The Prom
Ryan Murphy est plus souvent qu’autrement à la barre de projets mettant à l’avant la communauté LGBTQ+. Sa série Glee, comédie musicale dans un univers à la Degrassi, s’est mérité au fil de ses saisons plusieurs distinctions autant pour les performances des acteurs que les chansons, les costumes, l’écriture ou la réalisation. Récemment, Murphy a imaginé le rêve américain vécu dans l’âge d’or hollywoodien, avec Darren Criss (Blaine de Glee) dans le rôle de l’un de ses personnages principaux. On retrouve dans Hollywood la même chaleur léchée que dans la précédente série, malgré la surutilisation du sépia. Encore une fois, le projet se veut totalement inclusif en représentant l’homosexualité sous toutes ses formes dans le star-système.
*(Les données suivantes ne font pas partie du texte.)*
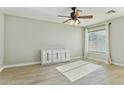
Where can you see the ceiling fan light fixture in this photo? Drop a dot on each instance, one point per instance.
(111, 12)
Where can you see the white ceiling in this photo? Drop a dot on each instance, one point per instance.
(50, 13)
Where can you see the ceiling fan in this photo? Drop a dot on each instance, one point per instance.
(75, 16)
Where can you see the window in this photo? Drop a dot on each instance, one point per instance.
(96, 41)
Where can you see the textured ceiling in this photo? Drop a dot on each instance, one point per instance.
(50, 13)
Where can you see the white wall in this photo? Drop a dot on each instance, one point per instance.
(25, 37)
(1, 39)
(117, 40)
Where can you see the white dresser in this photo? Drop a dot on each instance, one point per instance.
(49, 56)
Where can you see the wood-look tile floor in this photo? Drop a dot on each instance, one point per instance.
(48, 75)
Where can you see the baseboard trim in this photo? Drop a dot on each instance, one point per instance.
(29, 63)
(74, 58)
(23, 64)
(97, 59)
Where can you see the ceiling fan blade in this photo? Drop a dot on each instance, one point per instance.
(87, 17)
(64, 16)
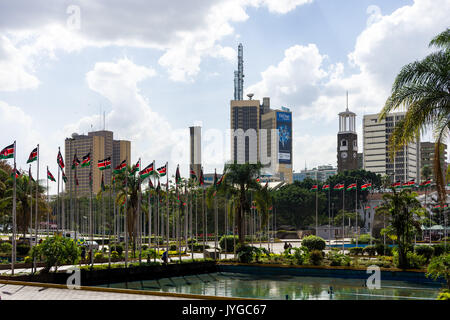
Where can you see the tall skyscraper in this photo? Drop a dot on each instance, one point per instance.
(279, 148)
(347, 141)
(406, 164)
(101, 145)
(195, 162)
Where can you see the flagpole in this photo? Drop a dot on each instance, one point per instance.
(13, 253)
(36, 205)
(343, 219)
(167, 207)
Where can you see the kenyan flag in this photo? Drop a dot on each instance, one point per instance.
(177, 175)
(75, 162)
(202, 179)
(148, 170)
(17, 174)
(104, 164)
(397, 185)
(192, 174)
(135, 168)
(64, 177)
(86, 160)
(33, 156)
(121, 167)
(7, 152)
(351, 187)
(162, 171)
(50, 176)
(339, 186)
(60, 160)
C’est donc sans surprise que The Prom traite (encore) du même sujet, même s’il le fait différemment, du moins dans sa forme.
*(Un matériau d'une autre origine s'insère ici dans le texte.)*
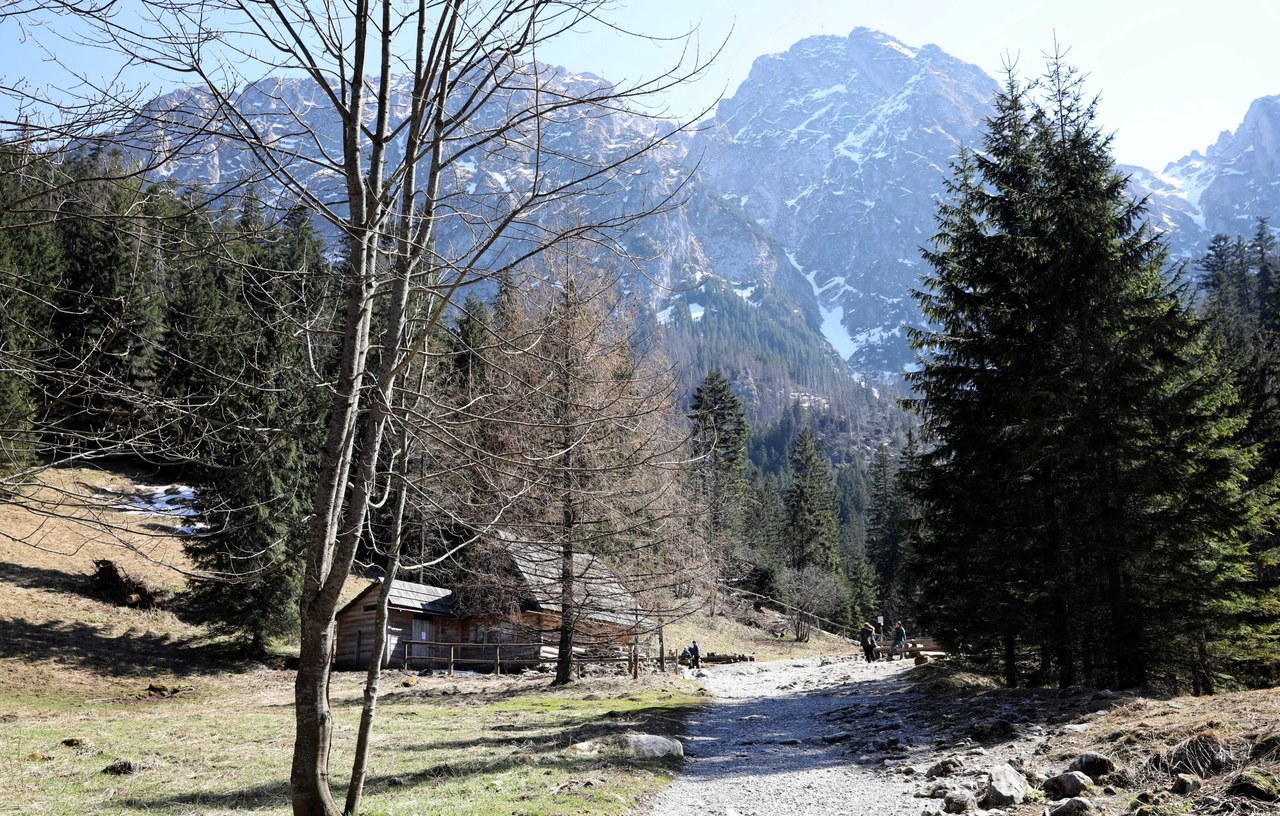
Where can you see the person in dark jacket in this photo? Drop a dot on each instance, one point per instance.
(899, 641)
(867, 637)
Emma (Jo Ellen Pellman) veut inviter sa partenaire du même sexe au bal de l’école. Conformément au règlement de l’établissement, on ne peut être accompagné que d’une personne du sexe opposé au bal. Ce faisant, le groupement des parents décide d’annuler la célébration de fin d’année, et Emma devient la cible des représailles de ses collègues de classe. Au même moment, à Broadway, Dee Dee Allen (Meryl Streep) et Barry Glickman (James Corden) sortent leur nouveau spectacle sur la vie des Roosevelt, Eleanor!, et se font détruire par les critiques. Leur carrière étant au plus bas, ils sont joints par un ancien de la réputée académie Julliard, Trent Oliver (Andrew Rannells, Girls), qui est maintenant barman près du théâtre, et Angie Dickinson (Nicole Kidman), une choriste qui aspire à jouer Roxie Hart dans Chicago, rôle qu’on a plutôt donné à Tina Louise (Ginger, dans Gilligan’s Island). Alors que les vedettes tentent de trouver une nouvelle source de bonheur, ils ont l’idée de confondre leurs détracteurs en s’associant à une cause qui redorera leur image publique. Une visite rapide de Twitter leur apprend le cas d’Emma en Indiana, et il n’en fallait pas plus pour que le quatuor s’y rende pour tenter de sauver le bal, mais surtout de redorer leur blason auprès de la presse à sensations!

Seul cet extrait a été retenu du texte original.